Polish troops have begun building a barbed wire fence along the border between Poland and Belarus to keep out migrants trying to cross into the EU.
The 2.5-metre (8.2-foot) high fence is intended to run 180 kilometres -- nearly half the total length of the forested border between the two countries.
Dozens of soldiers could be seen working on the fence on Friday near the border town of Krynki, where residents were divided about the new barrier.
"I think it's necessary in this situation," said 31-year-old Magda, adding that migrants could apply for asylum at official border checkpoints.
"We see every day how the border guards work here, how much effort they put into it to get the situation under control," she said.
But Marek Epler, a 66-year-old retiree, said: "For people it's not going to be a barrier, because the fence they are putting up, those poles are going to collapse after a few rains".
Thousands of migrants -- mostly from the Middle East -- have crossed or attempted to cross from Belarus into the eastern EU member states of Latvia, Lithuania and Poland in recent months.
The European Union suspects that the flow of migrants is being directed by the Belarusian regime as a form of retaliation against EU sanctions.

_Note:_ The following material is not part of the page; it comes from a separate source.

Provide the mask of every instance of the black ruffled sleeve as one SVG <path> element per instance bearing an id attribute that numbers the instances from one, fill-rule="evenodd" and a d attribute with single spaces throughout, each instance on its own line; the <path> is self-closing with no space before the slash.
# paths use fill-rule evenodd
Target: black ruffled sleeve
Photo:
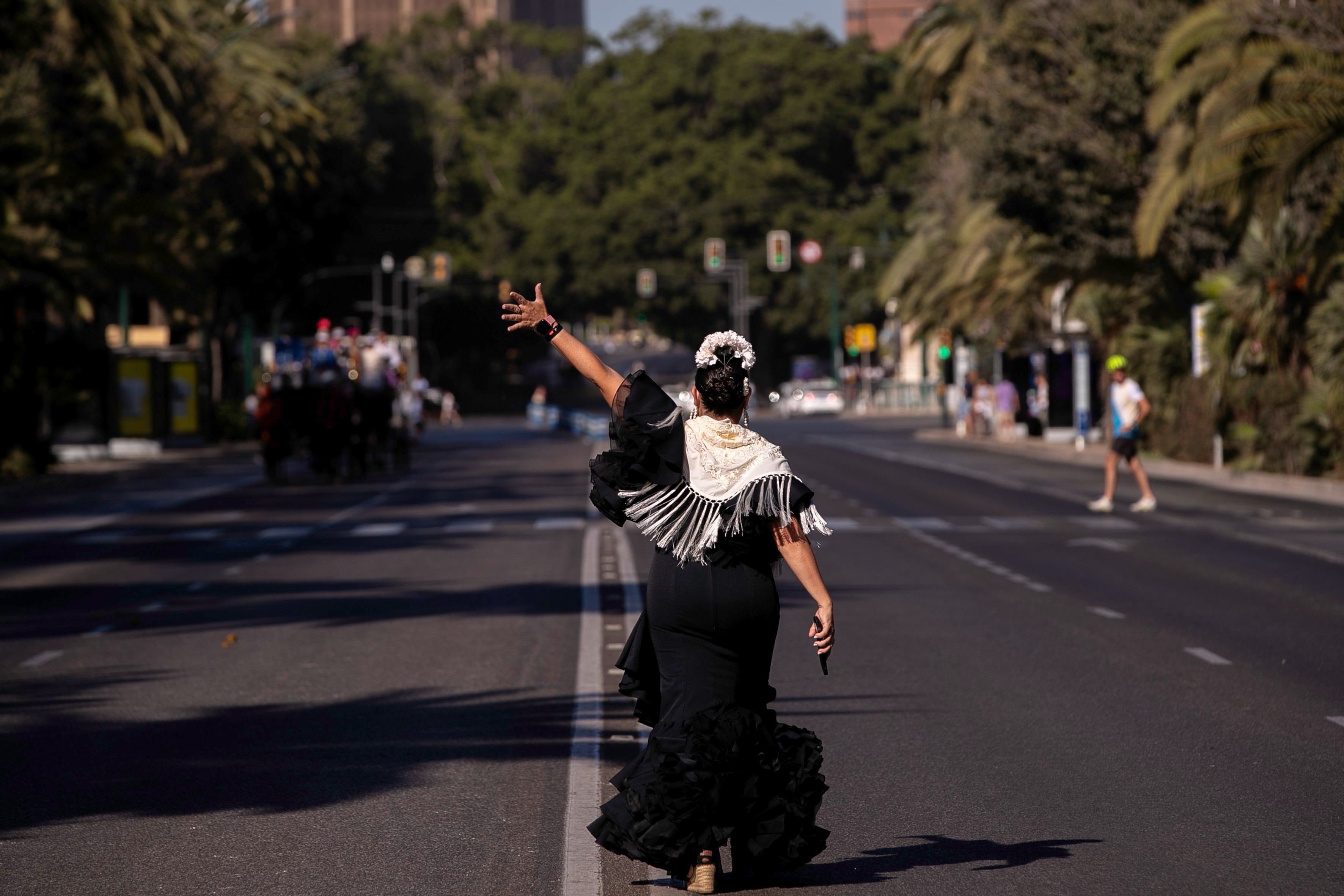
<path id="1" fill-rule="evenodd" d="M 610 431 L 612 450 L 589 463 L 593 472 L 589 500 L 612 523 L 624 525 L 626 501 L 620 492 L 680 481 L 685 447 L 681 410 L 648 373 L 636 371 L 625 377 L 612 400 Z"/>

Poland and the Baltic states have called it a "hybrid attack" on the entire EU and have vowed to seal the border to prevent migrants getting in, leading to several stand-offs.
Polish border guards on Friday said they had repelled 3,059 attempts to cross the border so far in August, including 55 in the last 24 hours.

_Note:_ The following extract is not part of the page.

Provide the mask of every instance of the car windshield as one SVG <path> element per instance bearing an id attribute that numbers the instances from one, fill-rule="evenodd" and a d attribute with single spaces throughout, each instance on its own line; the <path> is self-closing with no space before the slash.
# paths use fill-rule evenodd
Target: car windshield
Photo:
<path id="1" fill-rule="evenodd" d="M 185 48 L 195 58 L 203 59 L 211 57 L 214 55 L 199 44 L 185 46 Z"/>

Poland in recent days has also doubled to 2,000 soldiers its military contingent along the eastern border to assist the border guard service.
A group of migrants, who according to a charity helping them are all from Afghanistan, has been stranded at the border for nearly three weeks.

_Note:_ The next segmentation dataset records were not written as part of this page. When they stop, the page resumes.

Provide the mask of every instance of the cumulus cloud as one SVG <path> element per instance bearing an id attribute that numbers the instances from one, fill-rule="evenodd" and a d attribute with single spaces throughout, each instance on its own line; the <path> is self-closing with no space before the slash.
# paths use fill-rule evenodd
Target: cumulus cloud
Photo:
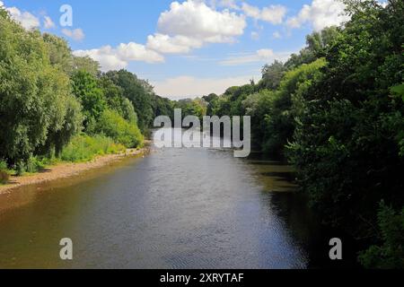
<path id="1" fill-rule="evenodd" d="M 53 29 L 56 27 L 55 22 L 49 16 L 43 17 L 43 26 L 45 27 L 45 29 Z"/>
<path id="2" fill-rule="evenodd" d="M 146 46 L 162 54 L 187 54 L 192 48 L 201 48 L 203 41 L 181 35 L 171 37 L 156 33 L 147 37 Z"/>
<path id="3" fill-rule="evenodd" d="M 171 100 L 180 100 L 196 98 L 211 92 L 222 94 L 228 87 L 249 83 L 252 78 L 259 79 L 260 76 L 250 74 L 225 78 L 196 78 L 183 75 L 161 82 L 153 82 L 152 84 L 157 94 Z"/>
<path id="4" fill-rule="evenodd" d="M 222 65 L 239 65 L 256 62 L 272 62 L 274 60 L 285 61 L 291 53 L 281 52 L 276 53 L 272 49 L 263 48 L 255 53 L 245 53 L 243 55 L 236 55 L 227 57 L 219 62 Z"/>
<path id="5" fill-rule="evenodd" d="M 225 3 L 231 4 L 231 2 Z M 243 15 L 216 11 L 204 2 L 173 2 L 161 13 L 158 33 L 148 37 L 147 47 L 161 53 L 188 53 L 206 43 L 230 43 L 244 32 Z"/>
<path id="6" fill-rule="evenodd" d="M 251 32 L 251 39 L 253 39 L 253 40 L 258 40 L 259 39 L 259 32 L 257 32 L 257 31 L 252 31 Z"/>
<path id="7" fill-rule="evenodd" d="M 80 41 L 85 38 L 84 32 L 80 28 L 75 30 L 63 29 L 62 33 L 75 41 Z"/>
<path id="8" fill-rule="evenodd" d="M 147 49 L 144 45 L 130 42 L 120 44 L 113 48 L 104 46 L 90 50 L 76 50 L 73 54 L 77 57 L 90 57 L 98 61 L 101 70 L 119 70 L 126 68 L 130 61 L 144 61 L 147 63 L 161 63 L 164 58 L 160 54 Z"/>
<path id="9" fill-rule="evenodd" d="M 289 28 L 300 28 L 310 23 L 315 30 L 339 25 L 349 20 L 345 13 L 345 4 L 338 0 L 313 0 L 303 6 L 299 13 L 286 22 Z"/>
<path id="10" fill-rule="evenodd" d="M 284 22 L 287 9 L 279 4 L 259 9 L 259 7 L 243 3 L 242 10 L 247 16 L 254 18 L 255 20 L 265 21 L 272 24 L 281 24 Z"/>
<path id="11" fill-rule="evenodd" d="M 279 31 L 276 30 L 272 33 L 272 37 L 274 37 L 274 39 L 281 39 L 282 35 L 279 33 Z"/>
<path id="12" fill-rule="evenodd" d="M 1 6 L 4 6 L 3 2 L 1 3 Z M 6 7 L 5 10 L 8 11 L 13 20 L 20 22 L 21 25 L 26 30 L 38 28 L 40 25 L 40 19 L 29 12 L 22 12 L 17 7 Z"/>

Polish guards are preventing them from crossing to make asylum claims, with the government saying that this would be giving in to the "blackmail" of Belarusian strongman Alexander Lukashenko.
The UN refugee agency, the Council of Europe and the European Court of Human Rights have all urged Poland to provide humanitarian aid to the migrants.
But Poland has said it can only provide assistance with the consent of Belarusian authorities.
Polish officials say the migrants are camped out just a few centimetres into Belarusian territory.